Director Patrick Dooley never refers (thank God) to the Iraq War; no one utters the word "oil." But they don't have to. The Thirty Years' War was a long, on-again/ off-again conflagration between rising Protestant states and the aging, Catholic Holy Roman Empire. It burned out the heart of Europe between 1618 and 1648, killing half the German population; battles roamed (like Mother Courage) from Bohemia to the borders of Russia and France. Fine words about "liberating" people from the oppressive Catholic empire were used as a reason for war, but in the end it was a struggle for influence that rearranged the map of Europe.

Brecht played on German memories of this slaughter to undermine the rhetoric of heroism during World War II. For him a profiteer like Mother Courage, who thrives on war but doesn't want her children to die, was an icon of capitalism, and he wrote the play in 1941 to implicate Europe in Hitler's disaster. "I imagined the playwright's warning voice would be heard from the stages of various great cities," wrote Brecht, "proclaiming that he who would sup with the devil must have a long spoon."

What he ended up with was not just a wicked political cartoon, but also a sarcastic, full-blooded tragedy of a conflicted woman. The play speaks to any war. And Mulholland does a beautiful job of filling out Mother Courage's various possibilities: her grief, her wise-ass commentary, her scolding of children, her haggling over the price of a hen.

Mulholland also has strong support from some of the cast, especially Gwen Larsen as the mute daughter Kattrin. Without saying a word (although she does a lot of moaning), Larsen plays an expressive, agonized young woman struggling with everyday hardship as well as her own intractable mother. ("Look, the boots!" cries Mother Courage, to cheer up Kattrin after she's been raped by a soldier. "You've always wanted them. Put them on before I change my mind" -- and Kattrin just drops them, heartbreakingly, to one side.)

Roham Shaikhani is a funny, decrepit old colonel, slobbering over a local prostitute; as an army cook and friend of Mother Courage he also sings a marvelous duet about virtue. Leith Burke is a solid Eilif, the heroic son; Andy Alabran plays an amusingly neurotic Swiss Cheese, the son who gets riddled with holes. The actors playing miscellaneous fringe characters tend to line-read, though. The live core of this show is surrounded by tin soldiers.
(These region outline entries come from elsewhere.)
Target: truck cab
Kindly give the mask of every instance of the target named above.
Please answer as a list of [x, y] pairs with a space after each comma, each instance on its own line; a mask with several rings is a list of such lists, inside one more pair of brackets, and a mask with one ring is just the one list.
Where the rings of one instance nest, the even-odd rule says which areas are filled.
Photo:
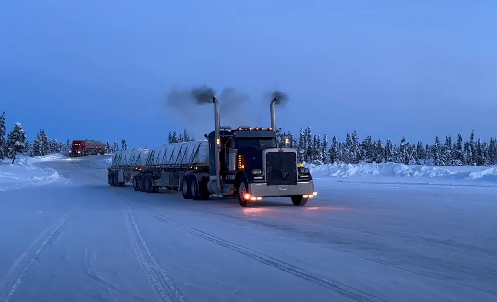
[[73, 140], [71, 148], [69, 150], [69, 156], [81, 157], [85, 151], [85, 141]]
[[217, 178], [215, 155], [220, 145], [223, 193], [238, 199], [241, 206], [277, 196], [291, 197], [296, 205], [303, 205], [315, 195], [309, 170], [297, 162], [297, 150], [278, 147], [271, 128], [221, 127], [219, 145], [215, 132], [207, 137], [210, 179]]

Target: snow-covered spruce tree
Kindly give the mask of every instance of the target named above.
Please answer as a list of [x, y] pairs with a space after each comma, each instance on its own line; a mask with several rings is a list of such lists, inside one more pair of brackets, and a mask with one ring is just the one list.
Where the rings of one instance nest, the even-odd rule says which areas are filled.
[[322, 150], [323, 149], [322, 146], [321, 145], [321, 138], [319, 135], [316, 136], [315, 137], [316, 138], [316, 143], [314, 147], [316, 148], [316, 159], [322, 164], [323, 153]]
[[305, 142], [306, 143], [306, 148], [305, 150], [305, 161], [306, 163], [310, 163], [312, 162], [312, 149], [313, 149], [313, 137], [312, 137], [312, 129], [311, 127], [307, 127], [305, 129]]
[[376, 156], [375, 157], [374, 161], [376, 163], [383, 163], [385, 161], [385, 146], [383, 145], [383, 142], [382, 141], [381, 139], [378, 140], [376, 144]]
[[457, 135], [457, 142], [456, 143], [456, 145], [454, 146], [454, 154], [453, 157], [456, 161], [460, 164], [463, 164], [462, 163], [462, 136], [459, 133]]
[[288, 145], [287, 147], [296, 149], [297, 141], [295, 140], [295, 138], [293, 137], [293, 133], [291, 131], [289, 131], [287, 133], [287, 139], [288, 139]]
[[15, 160], [17, 154], [24, 150], [26, 137], [26, 132], [22, 129], [22, 125], [19, 122], [15, 123], [14, 128], [9, 133], [9, 140], [7, 141], [9, 155], [12, 159], [12, 164]]
[[33, 142], [32, 156], [43, 156], [50, 153], [49, 138], [43, 129], [40, 129]]
[[374, 161], [374, 149], [373, 139], [370, 135], [366, 137], [360, 145], [361, 161], [372, 162]]
[[117, 145], [117, 142], [114, 139], [114, 144], [112, 144], [112, 153], [115, 153], [119, 150], [119, 146]]
[[282, 148], [285, 144], [285, 142], [283, 141], [283, 133], [281, 133], [281, 129], [276, 129], [274, 132], [276, 133], [276, 147], [278, 148]]
[[46, 135], [46, 132], [45, 132], [44, 129], [41, 129], [40, 131], [40, 136], [41, 137], [42, 141], [43, 142], [42, 155], [46, 155], [47, 154], [50, 154], [50, 140], [49, 139], [49, 136]]
[[338, 140], [337, 139], [336, 136], [334, 136], [332, 139], [332, 146], [330, 147], [329, 150], [328, 152], [330, 164], [336, 164], [340, 162], [338, 148]]
[[190, 141], [192, 140], [192, 136], [188, 133], [188, 130], [186, 127], [183, 130], [183, 141]]
[[497, 165], [497, 140], [490, 139], [488, 147], [488, 162], [491, 165]]
[[5, 127], [5, 111], [0, 115], [0, 163], [4, 161], [7, 157], [7, 141], [5, 134], [7, 128]]
[[297, 152], [298, 155], [298, 161], [302, 162], [305, 160], [305, 152], [307, 150], [307, 146], [305, 145], [305, 134], [304, 130], [300, 128], [300, 134], [299, 136], [298, 146], [297, 147]]
[[485, 145], [482, 143], [481, 139], [478, 139], [476, 143], [476, 164], [477, 166], [484, 166], [486, 159], [485, 157]]
[[387, 143], [385, 146], [385, 162], [388, 163], [393, 161], [393, 143], [390, 139], [387, 139]]
[[328, 152], [328, 134], [323, 136], [323, 141], [321, 143], [321, 154], [323, 157], [323, 163], [325, 165], [329, 163], [329, 153]]
[[50, 141], [51, 153], [60, 153], [62, 151], [63, 144], [57, 139], [53, 139]]
[[469, 148], [471, 149], [471, 158], [470, 159], [468, 159], [469, 160], [469, 162], [471, 163], [470, 164], [472, 165], [476, 165], [477, 162], [477, 152], [476, 152], [476, 146], [475, 144], [475, 130], [473, 130], [471, 132], [471, 135], [469, 136]]
[[350, 164], [352, 162], [352, 137], [350, 134], [347, 133], [347, 136], [345, 137], [345, 142], [343, 145], [343, 148], [342, 150], [342, 160], [346, 164]]
[[399, 147], [399, 159], [400, 162], [405, 165], [409, 165], [410, 161], [410, 156], [408, 150], [409, 143], [406, 141], [406, 138], [403, 137]]
[[359, 140], [357, 137], [357, 131], [356, 130], [354, 130], [352, 134], [351, 156], [352, 159], [351, 163], [359, 164], [361, 162], [361, 146], [359, 145]]
[[24, 144], [26, 146], [24, 149], [24, 154], [25, 155], [27, 155], [30, 157], [33, 157], [33, 143], [32, 142], [29, 141], [28, 139], [27, 138], [26, 141], [25, 142]]

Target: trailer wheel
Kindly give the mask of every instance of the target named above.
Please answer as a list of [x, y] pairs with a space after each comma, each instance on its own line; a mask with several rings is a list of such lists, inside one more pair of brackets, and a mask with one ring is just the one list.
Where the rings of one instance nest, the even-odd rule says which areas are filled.
[[133, 189], [135, 191], [138, 191], [138, 181], [136, 177], [133, 178]]
[[238, 203], [242, 207], [250, 207], [254, 203], [253, 200], [245, 198], [245, 194], [250, 194], [248, 190], [248, 182], [247, 181], [247, 177], [243, 175], [238, 180], [238, 190], [237, 192], [237, 197]]
[[136, 179], [136, 191], [141, 191], [141, 188], [143, 186], [143, 181], [141, 180], [141, 175], [137, 175], [135, 177]]
[[145, 185], [147, 183], [146, 181], [147, 175], [141, 175], [141, 177], [140, 178], [140, 191], [141, 192], [147, 192], [147, 186]]
[[183, 198], [185, 199], [191, 199], [193, 197], [192, 196], [190, 179], [188, 175], [185, 175], [183, 177], [183, 179], [181, 180], [181, 193], [183, 193]]
[[291, 197], [292, 202], [295, 206], [304, 206], [307, 203], [307, 200], [309, 200], [309, 197], [304, 197], [301, 195], [295, 195]]
[[154, 187], [152, 186], [152, 177], [148, 175], [145, 177], [145, 192], [147, 193], [152, 193]]

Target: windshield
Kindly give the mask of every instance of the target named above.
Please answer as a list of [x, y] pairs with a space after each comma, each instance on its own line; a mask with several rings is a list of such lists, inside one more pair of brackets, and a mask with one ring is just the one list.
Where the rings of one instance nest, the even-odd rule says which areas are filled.
[[274, 138], [249, 138], [236, 141], [239, 148], [276, 148], [276, 141]]

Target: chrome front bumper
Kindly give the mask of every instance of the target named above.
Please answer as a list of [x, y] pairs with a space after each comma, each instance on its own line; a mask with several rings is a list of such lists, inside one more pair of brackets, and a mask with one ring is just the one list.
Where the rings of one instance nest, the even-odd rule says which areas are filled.
[[266, 183], [249, 184], [249, 193], [257, 197], [280, 197], [294, 195], [312, 195], [314, 192], [313, 182], [302, 182], [296, 185], [287, 186], [287, 190], [278, 190], [277, 186], [268, 186]]

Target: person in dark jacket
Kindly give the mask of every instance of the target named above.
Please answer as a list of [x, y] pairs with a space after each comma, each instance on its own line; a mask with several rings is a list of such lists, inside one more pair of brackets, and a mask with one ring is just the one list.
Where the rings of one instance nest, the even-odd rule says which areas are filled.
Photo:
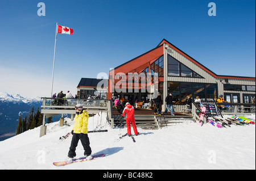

Valera Coble's ragged costumes and Michael Frassinelli's excellent wooden wagon add color and detail; Frassinelli is an old Shotgun hand who's returned from the East Coast to work on this program. (So is Leith Burke.) In fact, this Mother Courage feels like an old-fashioned Shotgun production, with all the usual virtues on display -- humor, irreverence, a cheerful willingness to offend -- most of which seem to live in the heart of Trish Mulholland.